Chancellor Rishi Sunak is under pressure to commit to a huge increase in the state pension next year, as the latest government figures show soaring wage growth in the UK.
The government has promised to protect the “triple lock” to push up pension payments – but Mr Sunak hinted last month it could be scrapped because voters would not consider it to be “fair”.
The triple lock guarantee now looks set to push up pensions by around 8 per cent – costing taxpayers between £3bn and £4bn – because wages have bounced back so sharply from the Covid crisis.
Average total earnings rose 8.8 per cent over the last quarter compared to the same period last year, according to the latest data from the Office for National Statistics.
Former pensions minister Steve Webb said such growth would increase the state pension from £9,340 to over £10,000 a year.
“These figures pile pressure on the chancellor, as he will want to stick to his triple lock policy, but not pay a huge increase to pensioners,” said the pensions expert.
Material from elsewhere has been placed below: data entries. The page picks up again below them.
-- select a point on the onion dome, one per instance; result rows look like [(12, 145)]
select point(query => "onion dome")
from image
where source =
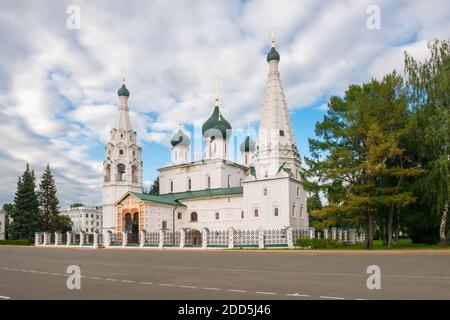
[(123, 91), (247, 145), (216, 124), (180, 139), (273, 55)]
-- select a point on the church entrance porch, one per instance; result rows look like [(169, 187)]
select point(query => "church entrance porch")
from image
[(193, 238)]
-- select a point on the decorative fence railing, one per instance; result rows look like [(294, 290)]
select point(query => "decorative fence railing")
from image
[(231, 238)]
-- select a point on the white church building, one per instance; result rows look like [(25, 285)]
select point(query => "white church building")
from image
[(264, 191)]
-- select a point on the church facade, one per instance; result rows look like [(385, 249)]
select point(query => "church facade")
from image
[(264, 191)]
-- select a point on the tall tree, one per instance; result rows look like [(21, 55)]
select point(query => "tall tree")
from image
[(358, 155), (26, 219), (49, 203), (428, 84)]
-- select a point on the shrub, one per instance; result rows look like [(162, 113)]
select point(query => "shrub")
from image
[(315, 243), (16, 242)]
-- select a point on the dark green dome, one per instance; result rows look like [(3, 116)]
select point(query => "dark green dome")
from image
[(216, 123), (247, 145), (180, 138), (273, 55), (123, 91)]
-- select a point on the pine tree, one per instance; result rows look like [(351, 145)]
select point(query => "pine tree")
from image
[(48, 201), (26, 219)]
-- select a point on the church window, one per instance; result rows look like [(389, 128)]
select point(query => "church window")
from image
[(120, 172)]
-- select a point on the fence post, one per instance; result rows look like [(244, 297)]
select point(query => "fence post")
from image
[(161, 238), (124, 238), (182, 237), (230, 237), (141, 238), (261, 238), (205, 232), (289, 239), (95, 245)]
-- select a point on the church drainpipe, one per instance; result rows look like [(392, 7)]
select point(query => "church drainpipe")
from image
[(173, 226)]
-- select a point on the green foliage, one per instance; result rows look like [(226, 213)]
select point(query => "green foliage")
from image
[(26, 218), (155, 187), (316, 243), (49, 203)]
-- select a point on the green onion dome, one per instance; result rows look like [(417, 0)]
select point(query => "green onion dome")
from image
[(247, 145), (123, 91), (273, 55), (216, 124), (180, 139)]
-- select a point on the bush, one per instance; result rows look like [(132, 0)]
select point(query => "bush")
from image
[(315, 243), (16, 242)]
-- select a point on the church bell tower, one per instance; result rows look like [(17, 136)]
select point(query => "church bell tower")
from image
[(122, 168)]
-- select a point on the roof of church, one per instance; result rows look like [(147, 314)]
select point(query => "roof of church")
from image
[(180, 138), (155, 198), (216, 123), (204, 193)]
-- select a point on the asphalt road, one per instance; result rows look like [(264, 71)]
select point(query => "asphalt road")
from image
[(40, 273)]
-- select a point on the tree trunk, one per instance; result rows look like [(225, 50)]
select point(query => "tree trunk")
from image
[(443, 236), (369, 231), (390, 222)]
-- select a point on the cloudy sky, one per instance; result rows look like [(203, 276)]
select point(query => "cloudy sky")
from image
[(58, 87)]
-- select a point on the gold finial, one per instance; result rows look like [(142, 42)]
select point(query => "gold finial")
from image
[(272, 31), (217, 92), (180, 119), (124, 75)]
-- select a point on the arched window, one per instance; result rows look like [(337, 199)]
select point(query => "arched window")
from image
[(120, 172)]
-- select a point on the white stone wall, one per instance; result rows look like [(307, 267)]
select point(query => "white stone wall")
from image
[(217, 170)]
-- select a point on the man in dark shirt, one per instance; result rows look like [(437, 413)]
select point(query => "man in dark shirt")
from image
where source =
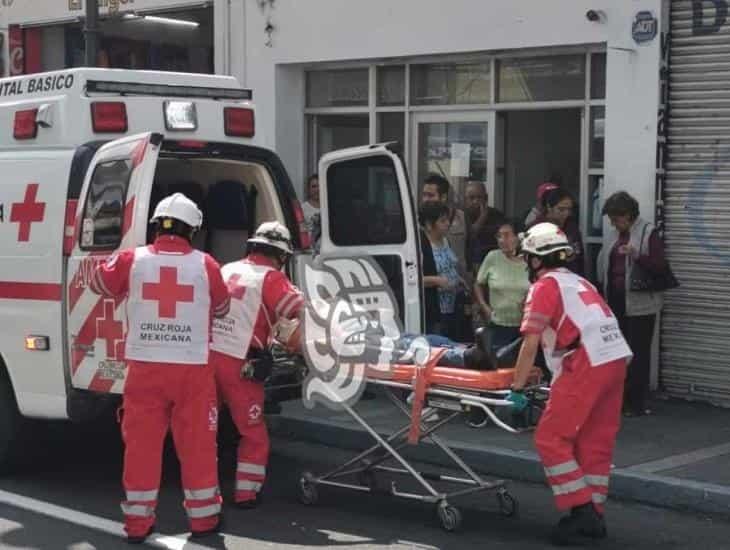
[(483, 222)]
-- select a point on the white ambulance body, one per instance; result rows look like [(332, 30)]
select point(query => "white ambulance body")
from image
[(86, 154)]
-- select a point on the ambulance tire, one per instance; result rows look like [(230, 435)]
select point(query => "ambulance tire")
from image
[(10, 424)]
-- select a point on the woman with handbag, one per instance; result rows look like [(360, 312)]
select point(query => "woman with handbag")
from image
[(633, 273)]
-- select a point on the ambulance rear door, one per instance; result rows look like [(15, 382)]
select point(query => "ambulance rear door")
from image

Speculation has been rife that the chancellor may abandon the triple lock, the promise to raise state pension by the highest of three measures – the annual rise in average earnings, the annual rise in Consumer Prices Index (CPI), or 2.5 per cent.
Julian Jessop, economics fellow at the Institute for Economic Affairs, said: “The 8.8 per cent jump in average pay in the three months to June provides more ammunition for those arguing that the ‘triple lock’ on the state pension needs to be unpicked.”
The triple lock has long been criticised for shielding the elderly from any of the post-financial crash pain felt by younger generations.
Asked last month if it was “fair” that pensions could leap by 8 per cent while universal credit payments are cut, Mr Sunak said: “I think they are completely legitimate and fair concerns to raise.”
Mr Webb, pensions minister under David Cameron’s coalition government, now a partner at LCP financial consultants, said the most likely option for the chancellor was to look for a measure of earnings growth which “strips out” the effect of the pandemic.
He suggested using a measure of “underlying” earnings growth, knocking between 2.4 per cent and 3.8 per cent off the headline figures.
“This could save the chancellor several billion pounds a year whilst still allowing him to claim he had kept to the ‘spirit’ of the triple lock promise,” said Mr Webb.
However, some experts have warned about the plight of pensioners struggling on low incomes if the chancellor ditches the triple lock promise.
Even if the state pension was to increase by 8 per cent it would still leave a £730-a-year income gap compared to the Joseph Rowntree Foundation’s “minimum income standard” of £10,816, according to new analysis by the financial services firm Just Group.
“While to many an 8 per cent increase in the state pension will seem extraordinarily generous, our analysis shows even this level of uplift would still not give single pensioners an income the public thinks provides an acceptable minimum standard of living,” said Stephen Lowe, a director at Just Group.
Twice as many women as men aged over 65 are either single, widowed or divorced in England – 2.77 million women compared to 1.41 million men. And OECD figures estimate that women in the UK are likely, on average, to be receiving between 34 per cent and 43 per cent less in retirement than men.
Mr Lowe said: “There is already a substantial retirement income gender gap in the UK – removing some of the protections around the state pension sends a message from government that it is happy to risk damaging financial outcomes for women in later-life even further.”